Danach Boote er wider.


----------



## gilmour (23. Januar 2011)

inzpekta schrieb:


> Hi,
> 
> hast Du vorher irgendetwas an der Hardware verändert?



Nein ich hab nichts geändert.

Der computer bootet und ich kann ihn auch ganz normal benutzen, nur ich will ich jetzt von windows xp 32 bit auf windows 7 64 bit umsteigen und deshalb muss ich den pc von der installations cd booten aber dort gelang ich nicht hin.


----------



## Bagster (23. Januar 2011)

Was meinst du mit BIOS reset'en???? Haste da die Batterie vom Mainboard entfernt? Wenn nicht, dann solltest du das tun..........Fals das auch nix bringt und du nur 1 BIOS-Chip auf dem Board hast, dann wird's eng!!!!

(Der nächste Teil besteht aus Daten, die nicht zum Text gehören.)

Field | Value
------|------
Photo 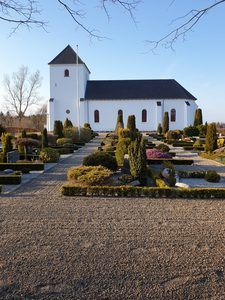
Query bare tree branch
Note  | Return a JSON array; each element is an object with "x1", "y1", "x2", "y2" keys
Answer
[{"x1": 146, "y1": 0, "x2": 225, "y2": 51}]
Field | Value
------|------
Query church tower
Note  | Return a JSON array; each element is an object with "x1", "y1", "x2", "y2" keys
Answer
[{"x1": 47, "y1": 45, "x2": 90, "y2": 131}]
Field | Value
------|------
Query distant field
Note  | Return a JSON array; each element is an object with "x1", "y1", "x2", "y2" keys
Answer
[{"x1": 0, "y1": 195, "x2": 225, "y2": 300}]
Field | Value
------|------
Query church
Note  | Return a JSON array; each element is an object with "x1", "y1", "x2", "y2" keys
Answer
[{"x1": 47, "y1": 45, "x2": 197, "y2": 131}]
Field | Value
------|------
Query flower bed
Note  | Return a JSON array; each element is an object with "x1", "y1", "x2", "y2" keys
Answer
[{"x1": 61, "y1": 184, "x2": 225, "y2": 199}]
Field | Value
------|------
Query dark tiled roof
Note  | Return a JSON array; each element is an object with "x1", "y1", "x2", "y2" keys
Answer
[
  {"x1": 85, "y1": 79, "x2": 196, "y2": 100},
  {"x1": 49, "y1": 45, "x2": 88, "y2": 69}
]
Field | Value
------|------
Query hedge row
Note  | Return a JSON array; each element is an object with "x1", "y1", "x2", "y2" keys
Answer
[
  {"x1": 0, "y1": 175, "x2": 21, "y2": 184},
  {"x1": 0, "y1": 163, "x2": 44, "y2": 171},
  {"x1": 147, "y1": 158, "x2": 194, "y2": 165},
  {"x1": 61, "y1": 185, "x2": 225, "y2": 199}
]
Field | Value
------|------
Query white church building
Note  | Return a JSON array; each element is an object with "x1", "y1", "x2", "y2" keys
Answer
[{"x1": 47, "y1": 45, "x2": 197, "y2": 131}]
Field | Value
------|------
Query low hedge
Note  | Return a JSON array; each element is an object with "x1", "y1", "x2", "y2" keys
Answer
[
  {"x1": 0, "y1": 175, "x2": 21, "y2": 184},
  {"x1": 0, "y1": 163, "x2": 44, "y2": 171},
  {"x1": 147, "y1": 158, "x2": 194, "y2": 165},
  {"x1": 61, "y1": 184, "x2": 225, "y2": 199}
]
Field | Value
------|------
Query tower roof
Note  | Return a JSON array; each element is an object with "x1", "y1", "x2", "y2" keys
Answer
[{"x1": 48, "y1": 45, "x2": 90, "y2": 72}]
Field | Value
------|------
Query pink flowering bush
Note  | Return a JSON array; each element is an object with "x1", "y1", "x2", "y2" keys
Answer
[{"x1": 146, "y1": 148, "x2": 172, "y2": 159}]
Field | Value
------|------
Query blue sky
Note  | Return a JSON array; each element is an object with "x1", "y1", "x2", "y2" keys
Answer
[{"x1": 0, "y1": 0, "x2": 225, "y2": 122}]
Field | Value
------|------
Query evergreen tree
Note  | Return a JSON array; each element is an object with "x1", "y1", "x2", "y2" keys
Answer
[
  {"x1": 53, "y1": 120, "x2": 63, "y2": 139},
  {"x1": 163, "y1": 111, "x2": 169, "y2": 134},
  {"x1": 205, "y1": 123, "x2": 217, "y2": 152},
  {"x1": 1, "y1": 133, "x2": 13, "y2": 161},
  {"x1": 157, "y1": 123, "x2": 162, "y2": 134},
  {"x1": 128, "y1": 135, "x2": 146, "y2": 183},
  {"x1": 63, "y1": 118, "x2": 73, "y2": 129},
  {"x1": 41, "y1": 128, "x2": 48, "y2": 149},
  {"x1": 115, "y1": 114, "x2": 124, "y2": 135},
  {"x1": 194, "y1": 108, "x2": 203, "y2": 126},
  {"x1": 21, "y1": 129, "x2": 27, "y2": 138}
]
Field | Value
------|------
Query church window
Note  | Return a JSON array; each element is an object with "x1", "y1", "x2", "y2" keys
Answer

Gesendet von meinem iPhone hilfe PCGHExtreme


----------



## Dr Bakterius (23. Januar 2011)

Im Handbuch müßte es drin stehen wegen dem Jumper zum resetten. Ansonsten Stecker ziehen, Batterie raus und mehrfach den Powerknopf drücken um die Elkos zu entladen. Danach Rückbau und es sollte möglich sein, hoffe ich


----------



## gilmour (23. Januar 2011)

Bagster schrieb:


> Was meinst du mit BIOS reset'en???? Haste da die Batterie vom Mainboard entfernt?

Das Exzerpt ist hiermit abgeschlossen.